Q.二度の事故で同じ箇所を痛めたとき、保険会社との示談はどうすればいいの?

質問

 私は、平成27年1月に、信号待ちのときに後ろから追突され、首に痛みが生じました。頚椎捻挫という診断を受けました。治療をそのまま続けていた平成27年5月に、同じように信号待ちの際に後ろから衝突されました。首の痛みが前よりもひどくなりました。

 前と同じ整形外科に通院していますが、平成27年7月現在、前の事故の保険会社から、「今の痛みは後の事故のものだから、治療費支払いを打ち切る」と言われ、打ち切られました。そして、平成27年8月に前の事故の保険会社から示談の提示がありました。

 でも、私としては今の首の痛みが前の事故のものか、後の事故のものかなんてわかりません。このまま示談をしてしまっていいのかどうか、悩みます。私は、どのようにしたらよいのでしょうか? 

回答

 あなたのように、別々のタイミングで事故の被害に遭い、同じ部位に被害が生じた場合は、その事故のことを専門用語で共同不法行為といいます(事故のことを「不法行為」といいます)。
 
 これが、もし、全く別の部位に被害を生じていたということなら、誰がどの部分の損害を賠償すべきかは明らかです。例えば、第一事故で、右腕を骨折し、第二事故で、顔にかすり傷を負ったと言うような場合。
 
 ところが、二つの事故により、同じ部位に怪我をした場合、例えば、いわゆるムチウチになってしまったという場合、第二事故で、首の痛みが強くなったとしても、人間は機械ではないので、痛みの何パーセントはどちらの事故の責任という風に分けることは難しいでしょう。ましてや、被害者は医学や法律のプロではないことが多いはずですから、どうしていいか困ってしまいますね。
 
 このような共同不法行為の場合の対処のポイントは一つ。被害者は、どちらか一方の加害者に損害の全部を請求することができます。第一事故と第二事故の加害者は、それぞれ、被害者に全額の賠償をする義務があります。ただし、両方に二重に請求できるわけではありません。片方から全額もらったら、もう片方の加害者に請求できるものはないのです。
 
 加害者同士の間では、どちらの方が悪いか、同じくらいか、などということが問題になりますが、被害者はその面倒なやりとりに参加する必要はありません。片方に全額請求できるからです。もし、加害者が双方とも自動車保険に入っていなければ、資力のありそうな人に全額請求して良いのです。

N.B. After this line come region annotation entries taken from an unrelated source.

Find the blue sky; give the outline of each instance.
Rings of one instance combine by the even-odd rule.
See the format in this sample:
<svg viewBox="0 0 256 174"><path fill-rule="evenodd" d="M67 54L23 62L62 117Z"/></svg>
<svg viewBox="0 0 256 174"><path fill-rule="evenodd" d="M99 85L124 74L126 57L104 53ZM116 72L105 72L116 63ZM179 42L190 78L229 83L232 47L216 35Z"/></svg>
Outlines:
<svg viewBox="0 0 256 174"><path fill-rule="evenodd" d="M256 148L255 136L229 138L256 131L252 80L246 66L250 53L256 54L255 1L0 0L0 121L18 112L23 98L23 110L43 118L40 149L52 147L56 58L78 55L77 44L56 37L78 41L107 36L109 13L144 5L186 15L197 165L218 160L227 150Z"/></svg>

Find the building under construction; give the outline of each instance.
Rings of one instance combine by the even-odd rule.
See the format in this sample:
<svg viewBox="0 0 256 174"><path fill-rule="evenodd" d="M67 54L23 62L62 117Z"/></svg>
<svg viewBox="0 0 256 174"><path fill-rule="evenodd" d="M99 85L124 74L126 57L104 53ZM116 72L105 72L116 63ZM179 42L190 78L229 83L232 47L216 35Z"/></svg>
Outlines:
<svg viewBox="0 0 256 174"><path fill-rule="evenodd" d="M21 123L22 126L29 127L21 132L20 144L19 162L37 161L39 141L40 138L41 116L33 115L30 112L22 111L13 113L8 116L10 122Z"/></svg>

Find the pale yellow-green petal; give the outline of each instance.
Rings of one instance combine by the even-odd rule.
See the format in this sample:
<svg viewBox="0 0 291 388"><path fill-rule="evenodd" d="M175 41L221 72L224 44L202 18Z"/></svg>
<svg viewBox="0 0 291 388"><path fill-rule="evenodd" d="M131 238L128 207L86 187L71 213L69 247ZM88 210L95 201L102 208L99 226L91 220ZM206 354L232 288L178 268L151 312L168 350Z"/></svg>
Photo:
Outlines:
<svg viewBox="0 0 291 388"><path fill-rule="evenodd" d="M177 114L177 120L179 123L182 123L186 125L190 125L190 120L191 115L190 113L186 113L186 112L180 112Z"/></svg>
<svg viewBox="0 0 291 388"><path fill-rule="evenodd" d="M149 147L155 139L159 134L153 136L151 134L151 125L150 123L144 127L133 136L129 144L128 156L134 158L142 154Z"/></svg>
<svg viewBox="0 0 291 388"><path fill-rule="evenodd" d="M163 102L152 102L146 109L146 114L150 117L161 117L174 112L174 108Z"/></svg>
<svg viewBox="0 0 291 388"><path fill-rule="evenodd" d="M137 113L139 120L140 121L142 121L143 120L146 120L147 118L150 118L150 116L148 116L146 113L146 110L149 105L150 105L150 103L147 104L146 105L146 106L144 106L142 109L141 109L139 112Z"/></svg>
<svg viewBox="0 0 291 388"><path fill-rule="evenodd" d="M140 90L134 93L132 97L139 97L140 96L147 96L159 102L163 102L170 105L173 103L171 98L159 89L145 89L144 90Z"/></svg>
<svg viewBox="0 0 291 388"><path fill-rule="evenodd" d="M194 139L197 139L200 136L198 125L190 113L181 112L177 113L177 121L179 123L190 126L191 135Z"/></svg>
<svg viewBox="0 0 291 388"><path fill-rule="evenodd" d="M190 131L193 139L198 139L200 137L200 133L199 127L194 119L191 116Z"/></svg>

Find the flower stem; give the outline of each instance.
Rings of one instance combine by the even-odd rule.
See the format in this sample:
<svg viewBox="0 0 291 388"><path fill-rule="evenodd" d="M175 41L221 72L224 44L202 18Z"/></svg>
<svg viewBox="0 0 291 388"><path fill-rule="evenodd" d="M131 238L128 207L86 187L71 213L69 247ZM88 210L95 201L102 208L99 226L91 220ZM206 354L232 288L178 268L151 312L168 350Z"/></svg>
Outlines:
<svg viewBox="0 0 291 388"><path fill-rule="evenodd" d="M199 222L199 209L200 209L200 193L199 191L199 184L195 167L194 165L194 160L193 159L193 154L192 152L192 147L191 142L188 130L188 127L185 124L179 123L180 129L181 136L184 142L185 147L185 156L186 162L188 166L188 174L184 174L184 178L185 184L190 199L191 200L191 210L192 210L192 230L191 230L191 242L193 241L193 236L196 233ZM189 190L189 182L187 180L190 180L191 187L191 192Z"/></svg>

 以上のように、片方に全額の損害を請求できると言うことは、裏を返すと、治療が完全に終わって、後遺障害等級の認定も終了して、「損害がいくらになったか」わからなければ、そもそも示談のしようがありません。ですから、第一事故の治療は終わったというのは、保険会社の勝手な言い分に過ぎず、第二事故も含めた全体の治療が終わってから出ない限り、示談してはいけないのです。
  
 あなたの場合も、第二事故の治療を含めて治療が終了し、後遺障害認定の有無も明らかになった時点ではじめて、示談の話をすべきです。